Nouvelles réunions
De retour dans la première salle qu'ils avaient
traversée en entrant dans l'appartement, les deux jeunes
gens y trouvèrent tous les hôtes attendus. Sur la
table était un frugal repas, principalement
destiné à donner le change aux fâcheux qui
pourraient survenir. L'assemblée était nombreuse
et variée ; on y comptait des prêtres et des
laïques, des hommes et des femmes ; son but était de
concerter les mesures nécessaires à l'occasion
d'un événement qui venait d'arriver au palais, et
que nous allons expliquer en peu de mots.
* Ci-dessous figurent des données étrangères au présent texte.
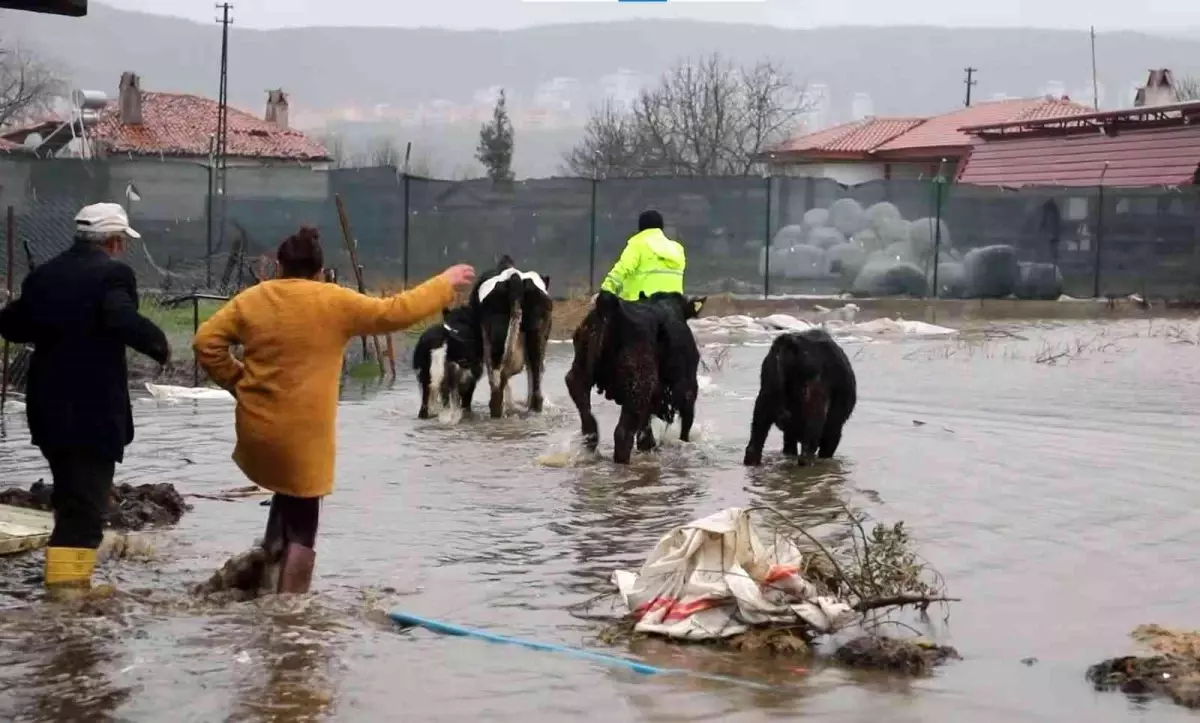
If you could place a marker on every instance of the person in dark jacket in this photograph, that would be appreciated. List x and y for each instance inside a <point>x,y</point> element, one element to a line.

Sébastien, que l'empereur honorait d'une
confiance sans bornes, employait toute son influence
à propager la foi chrétienne au sein de
la demeure impériale. De nombreuses conversions
avaient été opérées
successivement ; depuis peu de temps on en avait
compté un très grand nombre, dont le
souvenir a été conservé dans les
actes avérés de ce glorieux soldat. En
vertu des lois anciennes, beaucoup de chrétiens
étaient saisis et traduits en jugement, ce qui
se terminait souvent par la mort. Deux frères,
Marcus et Marcellianus, ainsi accusés,
n'attendaient plus que l'exécution ; leurs amis,
admis à les voir, les conjurèrent avec
larmes de sauver leur vie en apostasiant. Ils
demandaient à réfléchir.
Sébastien, l'ayant appris, accourut pour les
sauver. Il était trop connu pour qu'on lui
refusât l'entrée de leur sombre prison ; il y pénétra comme un ange de
lumière. C'était une chambre solidement
bâtie, située dans la maison même du
magistrat chargé de les garder, et à qui
on laissait ordinairement le choix du local
destiné aux prisonniers. Tranquillinus,
père des deux jeunes gens, avait obtenu un
répit de trente jours, afin d'avoir le temps
d'ébranler leur constance ; pour aider ses
efforts, le magistrat Nicostrate les tenait
enfermés dans sa propre demeure. L'entreprise de
Sébastien était hardie et dangereuse. Aux
deux chrétiens captifs on avait réuni
seize prisonniers païens ; les parents des jeunes
gens s'empressaient autour d'eux, les yeux
baignés de larmes, et les comblaient de
caresses, afin de les décider à se
soustraire au sort qui les menaçait. Le
geôlier Claudius, le magistrat Nicostrate et sa
femme Zoé étaient aussi présents,
attirés par la compassion et par le désir
d'arracher ces jeunes gens à la mort.
Sébastien pouvait-il espérer qu'au milieu
de tant de personnes il n'en trouverait pas une que le
devoir de sa charge, l'espérance du pardon ou la
haine du christianisme décideraient à le
trahir, s'il se déclarait chrétien ? Ne
savait-il pas qu'un pareil aveu lui coûterait la
vie ? |
Saint Sébastien
|
Il le savait bien ; mais que lui importait ? Si, au lieu de
deux martyrs, trois s'offraient à Dieu, cela ne valait-il
pas mieux ? Ce qu'il craignait, c'est qu'il n'y en eût
point. La chambre où ils se trouvaient était une
salle de banquet, rarement ouverte pendant le jour, et pour
cette raison faiblement éclairée, comme au
Panthéon, par une ouverture pratiquée au plafond.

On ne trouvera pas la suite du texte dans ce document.